Diffusion Kinetics of Lutetium and Hafnium in Garnet and Clinopyroxene: Experimental Determination and Consequences for ¹⁷⁶LU-¹⁷⁶HF Geochronometry

Abstract

The ¹⁷⁶Lu-¹⁷⁶Hf and ¹⁴⁷Sm-¹⁴³Nd decay systems have been extensively used as geochronological tools to determine ages from garnet (Grt) - whole rock (WR) parent-daughter isotopic ratios; however, the ¹⁷⁶Lu-¹⁷⁶Hf age of garnet is almost always found to be significantly older than the ¹⁴⁷Sm-¹⁴³Nd age determined from the same aliquots. This dissertation presents new experimental diffusion data for Lu and Hf in garnet, and numerical simulations using these data, which explain these age discrepancies and also show that Grt-WR ¹⁷⁶Lu-¹⁷⁶Hf isochrons do not generally yield ages which correspond to an unambiguous temporal event in the evolutionary history of the host rocks. This is a result of (a) partial or complete retention of very slow-diffusing radiogenic ¹⁷⁶HF produced during prograde heating, and (b) the lower closure temperature of Lu relative to Hf; these complexities do not affect the interpretation of Grt-WR isochrons based on the ¹⁴⁷Sm-¹⁴³Nd system.

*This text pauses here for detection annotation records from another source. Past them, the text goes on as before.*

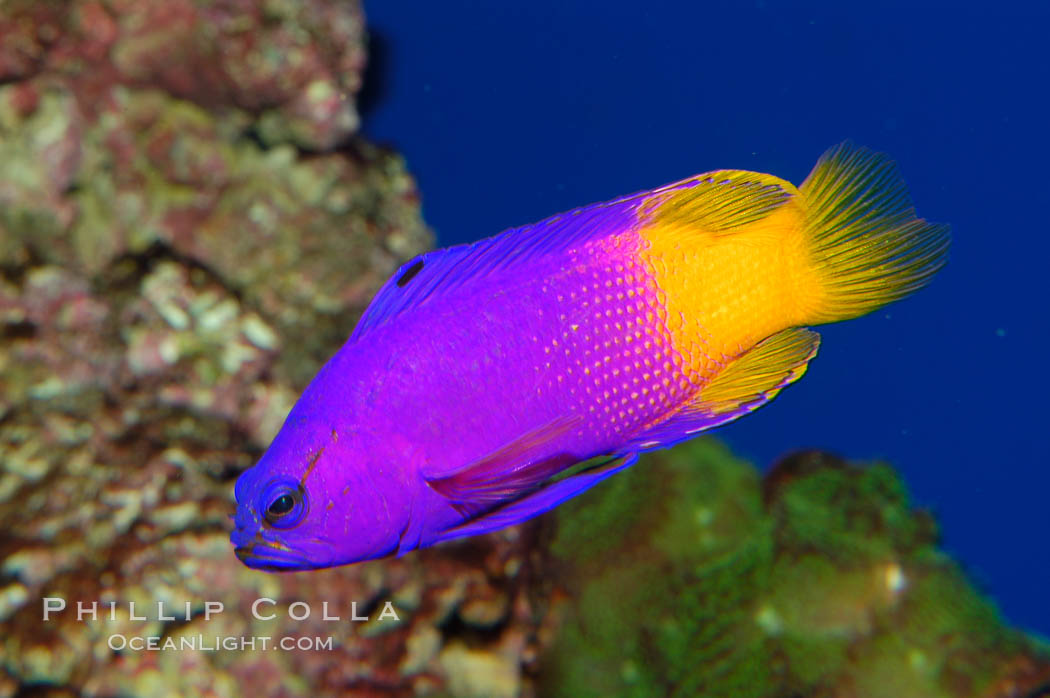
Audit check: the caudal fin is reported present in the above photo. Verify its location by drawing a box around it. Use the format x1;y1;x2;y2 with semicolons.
799;142;949;324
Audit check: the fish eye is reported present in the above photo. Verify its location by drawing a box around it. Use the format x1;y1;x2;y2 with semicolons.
260;481;307;528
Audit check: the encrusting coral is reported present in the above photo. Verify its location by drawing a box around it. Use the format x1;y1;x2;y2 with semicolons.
541;440;1050;698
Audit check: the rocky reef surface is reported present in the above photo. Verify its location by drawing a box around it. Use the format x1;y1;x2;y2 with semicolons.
0;0;532;696
541;440;1050;698
0;0;1050;697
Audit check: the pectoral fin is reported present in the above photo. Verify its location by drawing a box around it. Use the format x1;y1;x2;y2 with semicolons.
437;453;638;541
426;415;581;514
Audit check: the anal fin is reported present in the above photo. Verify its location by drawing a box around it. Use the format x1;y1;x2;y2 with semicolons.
631;327;820;450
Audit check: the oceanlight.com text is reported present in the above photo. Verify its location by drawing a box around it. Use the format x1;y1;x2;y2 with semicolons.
106;633;327;652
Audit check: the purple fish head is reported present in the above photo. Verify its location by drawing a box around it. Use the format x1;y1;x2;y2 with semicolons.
230;410;408;571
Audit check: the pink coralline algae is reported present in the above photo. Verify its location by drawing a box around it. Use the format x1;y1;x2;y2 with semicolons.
0;0;536;696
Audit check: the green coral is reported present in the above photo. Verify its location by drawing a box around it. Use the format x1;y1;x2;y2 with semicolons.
541;441;1050;698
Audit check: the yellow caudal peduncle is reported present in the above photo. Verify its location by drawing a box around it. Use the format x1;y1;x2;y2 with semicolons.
639;171;821;382
638;143;949;383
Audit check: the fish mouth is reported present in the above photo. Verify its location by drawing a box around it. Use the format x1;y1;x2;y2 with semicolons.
230;530;333;572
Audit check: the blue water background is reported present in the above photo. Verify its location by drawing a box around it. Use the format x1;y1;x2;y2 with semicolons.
364;0;1050;634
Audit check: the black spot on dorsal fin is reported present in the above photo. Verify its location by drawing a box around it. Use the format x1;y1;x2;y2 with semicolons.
397;259;423;289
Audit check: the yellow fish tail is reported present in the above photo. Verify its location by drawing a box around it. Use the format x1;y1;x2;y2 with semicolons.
799;143;949;324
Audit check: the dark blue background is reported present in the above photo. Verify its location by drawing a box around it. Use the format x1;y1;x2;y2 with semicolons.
363;0;1050;634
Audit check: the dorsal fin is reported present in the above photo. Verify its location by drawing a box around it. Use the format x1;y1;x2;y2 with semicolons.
630;327;820;450
638;170;798;232
351;192;651;339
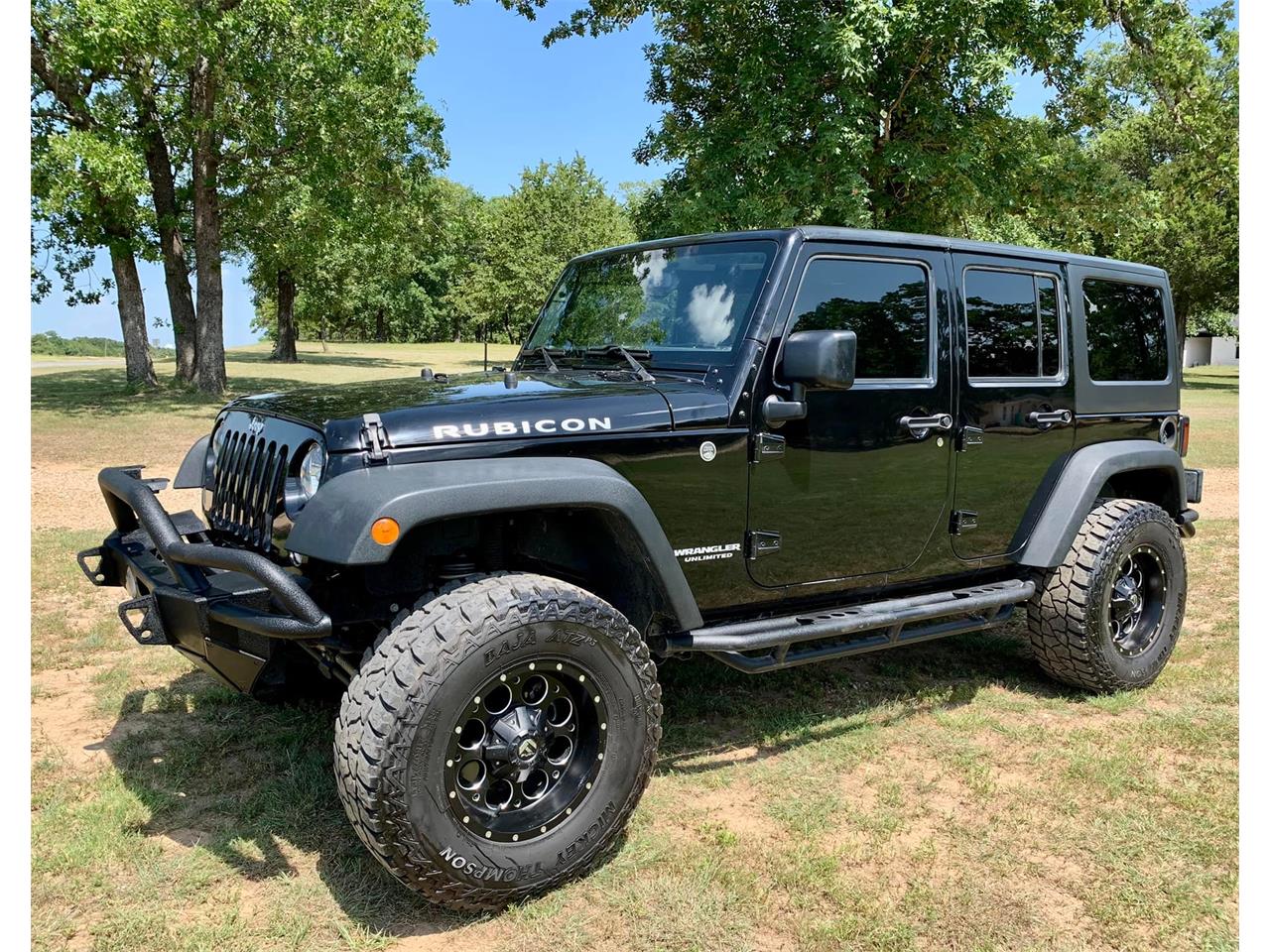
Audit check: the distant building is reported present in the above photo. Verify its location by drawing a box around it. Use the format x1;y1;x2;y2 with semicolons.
1183;317;1239;367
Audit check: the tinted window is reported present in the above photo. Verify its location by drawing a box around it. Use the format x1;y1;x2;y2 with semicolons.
1082;278;1169;381
790;258;931;380
965;268;1060;377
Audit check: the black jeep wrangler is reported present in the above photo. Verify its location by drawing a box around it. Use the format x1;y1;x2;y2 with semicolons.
78;227;1203;910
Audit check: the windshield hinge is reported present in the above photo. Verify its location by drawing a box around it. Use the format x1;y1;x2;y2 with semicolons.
745;531;781;561
362;414;391;463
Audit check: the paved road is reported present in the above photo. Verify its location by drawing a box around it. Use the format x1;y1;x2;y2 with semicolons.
31;357;123;371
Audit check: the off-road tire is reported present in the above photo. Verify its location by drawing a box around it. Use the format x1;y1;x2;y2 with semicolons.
1028;499;1187;694
335;574;662;911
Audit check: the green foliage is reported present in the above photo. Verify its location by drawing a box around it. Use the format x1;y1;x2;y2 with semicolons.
604;0;1080;236
31;0;153;304
227;0;444;347
1053;0;1239;326
453;156;635;341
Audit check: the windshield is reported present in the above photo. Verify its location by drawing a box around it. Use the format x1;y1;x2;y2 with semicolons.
521;240;776;367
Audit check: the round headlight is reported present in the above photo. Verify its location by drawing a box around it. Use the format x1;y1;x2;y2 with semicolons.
300;443;326;499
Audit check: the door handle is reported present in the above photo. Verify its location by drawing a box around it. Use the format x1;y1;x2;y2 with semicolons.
1028;410;1072;426
899;414;952;439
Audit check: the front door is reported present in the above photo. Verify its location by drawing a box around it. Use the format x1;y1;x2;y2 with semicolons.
747;242;953;586
952;254;1076;558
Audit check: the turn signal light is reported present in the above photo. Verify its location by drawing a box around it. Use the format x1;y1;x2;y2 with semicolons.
371;516;401;545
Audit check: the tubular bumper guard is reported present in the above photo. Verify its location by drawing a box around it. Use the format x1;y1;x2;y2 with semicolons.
77;466;331;663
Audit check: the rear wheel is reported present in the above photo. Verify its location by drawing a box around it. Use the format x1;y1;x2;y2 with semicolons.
335;575;662;910
1028;499;1187;693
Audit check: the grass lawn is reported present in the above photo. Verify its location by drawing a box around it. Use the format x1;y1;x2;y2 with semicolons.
32;345;1238;952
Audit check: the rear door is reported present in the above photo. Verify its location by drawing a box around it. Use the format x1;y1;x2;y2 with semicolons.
950;254;1076;558
747;242;952;586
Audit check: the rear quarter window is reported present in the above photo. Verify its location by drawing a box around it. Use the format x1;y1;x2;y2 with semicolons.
1080;278;1169;381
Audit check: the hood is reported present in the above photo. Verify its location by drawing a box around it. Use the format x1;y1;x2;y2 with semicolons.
231;373;726;453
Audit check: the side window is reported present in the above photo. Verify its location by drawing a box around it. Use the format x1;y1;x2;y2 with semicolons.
1080;278;1169;381
790;258;931;380
964;268;1062;380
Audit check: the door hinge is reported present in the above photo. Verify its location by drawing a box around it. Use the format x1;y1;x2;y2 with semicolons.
745;532;781;559
956;426;983;453
749;432;785;463
362;414;393;463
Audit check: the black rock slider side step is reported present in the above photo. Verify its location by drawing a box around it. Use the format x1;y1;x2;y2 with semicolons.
667;579;1036;671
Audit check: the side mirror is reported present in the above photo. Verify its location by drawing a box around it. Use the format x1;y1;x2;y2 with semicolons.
777;330;856;390
763;330;856;426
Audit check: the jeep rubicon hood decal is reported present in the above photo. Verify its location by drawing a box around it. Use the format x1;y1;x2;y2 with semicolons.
234;373;686;453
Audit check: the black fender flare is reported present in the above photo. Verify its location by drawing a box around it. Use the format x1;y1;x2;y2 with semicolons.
287;457;702;630
1011;439;1187;568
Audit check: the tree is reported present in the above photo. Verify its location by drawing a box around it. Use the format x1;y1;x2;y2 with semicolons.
1052;0;1239;332
233;0;444;361
31;4;156;387
454;156;635;343
505;0;1093;236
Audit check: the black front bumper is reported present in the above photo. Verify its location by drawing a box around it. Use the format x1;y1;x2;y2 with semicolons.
77;467;331;690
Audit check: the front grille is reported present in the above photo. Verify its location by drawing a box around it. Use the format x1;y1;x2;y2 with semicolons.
207;421;291;552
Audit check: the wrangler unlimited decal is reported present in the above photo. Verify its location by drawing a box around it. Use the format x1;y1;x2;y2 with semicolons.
675;542;740;562
432;416;613;439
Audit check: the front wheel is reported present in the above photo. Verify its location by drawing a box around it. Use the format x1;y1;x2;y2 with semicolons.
1028;499;1187;693
335;575;662;910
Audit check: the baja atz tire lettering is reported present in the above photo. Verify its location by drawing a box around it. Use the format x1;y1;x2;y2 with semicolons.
546;629;595;645
485;631;539;667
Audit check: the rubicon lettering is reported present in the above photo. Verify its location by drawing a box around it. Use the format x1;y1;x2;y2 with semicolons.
675;542;740;562
432;416;613;439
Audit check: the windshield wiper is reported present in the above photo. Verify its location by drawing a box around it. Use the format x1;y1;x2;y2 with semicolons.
530;346;564;373
583;344;657;384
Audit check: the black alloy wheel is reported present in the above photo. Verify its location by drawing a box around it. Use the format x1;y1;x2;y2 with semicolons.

In addition, the diffusion kinetic properties of Hf in clinopyroxene were experimentally determined in order to address the age controversy of the shergottite suite of Martian meteorites (~200 Ma ages determined by ¹⁷⁶Lu-¹⁷⁶Hf, ¹⁴⁷Sm-¹⁴³Nd, and various other decay systems as opposed to a ~4 Ga whole rock Pb-Pb age). This was achieved by calculating the timescales needed to re-equilibrate Hf isotopes in clinopyroxene (the primary host of rare earth elements amongst the minerals used to compose the ¹⁷⁶Lu-¹⁷⁶Hf isochrons) with the surrounding matrix at the peak- and post-shock P-T conditions likely to have been experienced by the shergottites. It is concluded that, contrary to the earlier suggestions, impact heating is highly unlikely to have significantly reset the ¹⁷⁶Lu-¹⁷⁶Hf ages of these Martian samples. These calculations are bolstered by the nature of measured Cr and Fe-Mg concentration profiles across olivine-melt boundaries, and Ti profiles across clinopyroxene-maskelynite interfaces in the shergottite RBT-04262. The lack of any evidence of diffusion in the measured concentration profiles, coupled with the qualitative incompatibility of the measured crystal-melt fractionation at these interfaces with the nature of fractionation expected from equilibrium partitioning, provides strong evidence that no substantial chemical exchange took place between the solid and melt phases during peak-shock P-T conditions.